In the past, when ARMYs were using too many hashtags at the same time, fewer of them would appear in the Twitter trends chart. “As the fandom got bigger, it was harder to coordinate,” Su says. So for BTS Festa in 2018—the fifth-anniversary celebration of the act’s debut on June 13, 2013—the @BangtanTrends team posted special hashtags. One of them was #5thFlowerPathWithBTS, which references lyrics in the song “2! 3!” in which J-Hope’s rap thanks ARMY “for becoming the flower in the most beautiful moment in life,” as well as the idea of a flower road being one of success and happiness. The hashtag became the No. 1 Worldwide trend on Twitter with more than 800,000 tweets. Its visibility was amplified when UNICEF executive director Henrietta Fore used it in a post about the organization’s #EndViolence campaign with BTS. Now, as ARMYs around the world join from all time zones, BTS hashtags dominate the Worldwide trends list for longer periods of time.

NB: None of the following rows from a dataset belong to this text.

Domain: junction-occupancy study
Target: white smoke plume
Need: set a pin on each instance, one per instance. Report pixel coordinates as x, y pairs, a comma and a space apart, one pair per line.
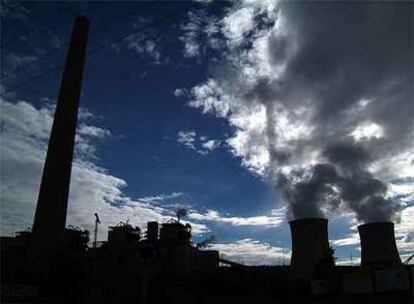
320, 96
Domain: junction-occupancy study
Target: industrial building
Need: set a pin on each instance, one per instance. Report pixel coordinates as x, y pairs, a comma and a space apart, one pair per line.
54, 264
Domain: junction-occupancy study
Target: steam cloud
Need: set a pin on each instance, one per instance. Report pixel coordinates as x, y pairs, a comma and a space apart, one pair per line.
320, 95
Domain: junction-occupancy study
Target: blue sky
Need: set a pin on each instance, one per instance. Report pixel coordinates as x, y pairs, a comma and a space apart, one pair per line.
195, 110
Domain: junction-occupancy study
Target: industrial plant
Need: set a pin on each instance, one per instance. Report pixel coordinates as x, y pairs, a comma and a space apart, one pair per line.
52, 263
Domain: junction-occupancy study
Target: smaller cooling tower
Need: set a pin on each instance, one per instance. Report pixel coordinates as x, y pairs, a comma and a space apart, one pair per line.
310, 245
378, 246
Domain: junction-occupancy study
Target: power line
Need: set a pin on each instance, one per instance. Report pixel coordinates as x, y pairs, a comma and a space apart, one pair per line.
13, 40
56, 50
94, 51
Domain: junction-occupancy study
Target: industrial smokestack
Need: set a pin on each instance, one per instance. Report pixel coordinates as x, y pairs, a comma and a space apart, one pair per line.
50, 218
378, 246
310, 246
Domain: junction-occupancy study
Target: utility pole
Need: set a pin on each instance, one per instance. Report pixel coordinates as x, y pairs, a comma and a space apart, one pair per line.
95, 233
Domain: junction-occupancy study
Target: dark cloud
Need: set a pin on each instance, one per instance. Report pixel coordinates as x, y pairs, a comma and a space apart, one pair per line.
335, 81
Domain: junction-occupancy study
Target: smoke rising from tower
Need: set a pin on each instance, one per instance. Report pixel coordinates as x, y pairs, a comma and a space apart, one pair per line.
320, 105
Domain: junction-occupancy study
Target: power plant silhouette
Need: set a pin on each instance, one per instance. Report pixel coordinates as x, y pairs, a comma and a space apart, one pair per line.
54, 264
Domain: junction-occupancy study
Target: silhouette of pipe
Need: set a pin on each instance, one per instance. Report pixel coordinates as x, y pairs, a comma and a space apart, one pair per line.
50, 217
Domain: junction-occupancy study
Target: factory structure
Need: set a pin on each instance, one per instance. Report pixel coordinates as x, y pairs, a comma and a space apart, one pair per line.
52, 263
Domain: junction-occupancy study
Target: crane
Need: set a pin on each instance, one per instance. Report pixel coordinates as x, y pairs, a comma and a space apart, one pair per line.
95, 234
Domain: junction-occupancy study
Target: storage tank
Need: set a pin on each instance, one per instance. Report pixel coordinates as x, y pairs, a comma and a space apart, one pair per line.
310, 246
152, 231
378, 246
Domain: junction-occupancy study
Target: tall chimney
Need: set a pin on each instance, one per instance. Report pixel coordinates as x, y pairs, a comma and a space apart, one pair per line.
50, 217
310, 245
378, 246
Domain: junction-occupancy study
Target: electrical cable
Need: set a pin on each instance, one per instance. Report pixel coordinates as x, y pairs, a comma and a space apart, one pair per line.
56, 50
95, 50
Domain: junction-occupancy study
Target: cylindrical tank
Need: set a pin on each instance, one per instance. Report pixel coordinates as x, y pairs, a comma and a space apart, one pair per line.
378, 246
310, 246
152, 231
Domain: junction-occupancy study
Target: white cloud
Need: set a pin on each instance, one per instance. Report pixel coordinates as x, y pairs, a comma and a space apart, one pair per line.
161, 197
283, 118
24, 135
367, 130
200, 144
238, 23
252, 252
211, 144
275, 219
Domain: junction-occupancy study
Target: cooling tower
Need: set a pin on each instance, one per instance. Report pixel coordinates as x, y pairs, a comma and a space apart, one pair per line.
378, 246
310, 246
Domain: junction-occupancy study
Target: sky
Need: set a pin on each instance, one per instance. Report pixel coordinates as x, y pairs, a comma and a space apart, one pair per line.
247, 113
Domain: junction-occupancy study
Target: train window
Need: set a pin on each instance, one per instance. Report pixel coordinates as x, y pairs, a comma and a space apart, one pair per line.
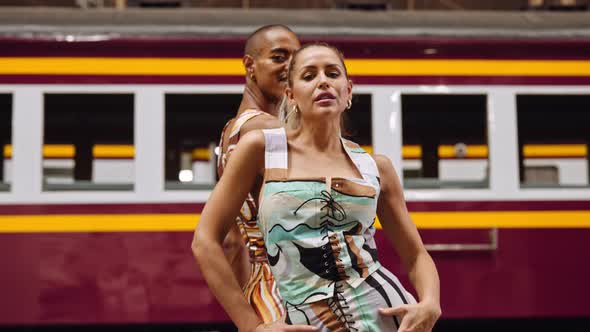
5, 140
444, 141
553, 140
193, 127
357, 121
88, 142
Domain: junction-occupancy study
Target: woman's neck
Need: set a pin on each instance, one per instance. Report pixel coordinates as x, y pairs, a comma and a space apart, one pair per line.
321, 136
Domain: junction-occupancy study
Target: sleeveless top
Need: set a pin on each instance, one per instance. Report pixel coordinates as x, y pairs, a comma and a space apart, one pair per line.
318, 231
246, 220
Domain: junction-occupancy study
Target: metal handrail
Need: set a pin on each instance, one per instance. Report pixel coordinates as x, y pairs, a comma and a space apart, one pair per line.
492, 245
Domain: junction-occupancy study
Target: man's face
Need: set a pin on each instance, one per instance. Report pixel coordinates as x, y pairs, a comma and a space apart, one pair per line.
272, 61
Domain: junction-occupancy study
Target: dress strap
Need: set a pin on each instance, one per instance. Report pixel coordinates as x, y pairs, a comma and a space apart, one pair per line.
275, 154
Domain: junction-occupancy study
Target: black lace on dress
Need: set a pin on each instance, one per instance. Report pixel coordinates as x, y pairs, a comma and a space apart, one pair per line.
334, 212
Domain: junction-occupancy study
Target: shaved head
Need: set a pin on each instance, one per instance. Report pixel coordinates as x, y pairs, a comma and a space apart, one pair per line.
255, 39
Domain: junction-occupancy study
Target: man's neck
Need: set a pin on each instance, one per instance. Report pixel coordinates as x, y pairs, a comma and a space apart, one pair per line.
254, 99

Tackling real-world problems
Beyond social media, ARMY’s organization and mobilization extend into offline projects. Many of these are charity-focused, modeled after BTS’ philanthropic efforts—from launching the anti-violence Love Myself campaign with UNICEF to individually making donations on band member’s birthdays. OIAA, short for One In An ARMY, is a group that collaborates with nonprofit organizations around the world and encourages microdonations. Its first campaign, launched in April 2018 in a partnership with the nonprofit Medical Teams International, helped bring medical care to Syrians.
“What I really like is that with some of the organizations that we’ve worked with, we have kept up a relationship with them,” says Erika Overton, 40, a founding member of OIAA who lives in Fairburn, Ga. Overton cites the example of KKOOM, a U.S.-based nonprofit that supports orphanages in South Korea. Earlier this year, OIAA raised funds for children in the orphanages that were under mandatory quarantine due to the coronavirus pandemic. The collaboration between the two organizations started in August 2018, when OIAA mobilized ARMY to raise more than $3,800—enough to fund a handful of scholarships. Less than two years later, in June, BTS donated $1 million to Black Lives Matter—and ARMYs more than matched that pledge within days through a donation site OIAA created.
“The music and the spirit of the guys is at the core and the inspiration for all of it,” Overton says. She references RM’s often-quoted comments from a concert: “If your pain is 100 in a scale of 100, if we can lessen that to 99, 98 or 97,” then “the value of our existence is enough.”
As BTS continues to reach milestones on the charts and across social media, the scale and impact of ARMY’s mobilization also multiplies. Across platforms, fans share the hope for BTS to break even more ground in a music industry where few non-Western artists have risen to the top.
“They were, at one point, from a small company in Korea. They are from a small country in the world,” says Jiye Kim. “There seems to be this continuing expectation from the outside, that BTS and ARMY aren’t going to do well, and I think that makes ARMY work even harder to prove themselves for BTS.”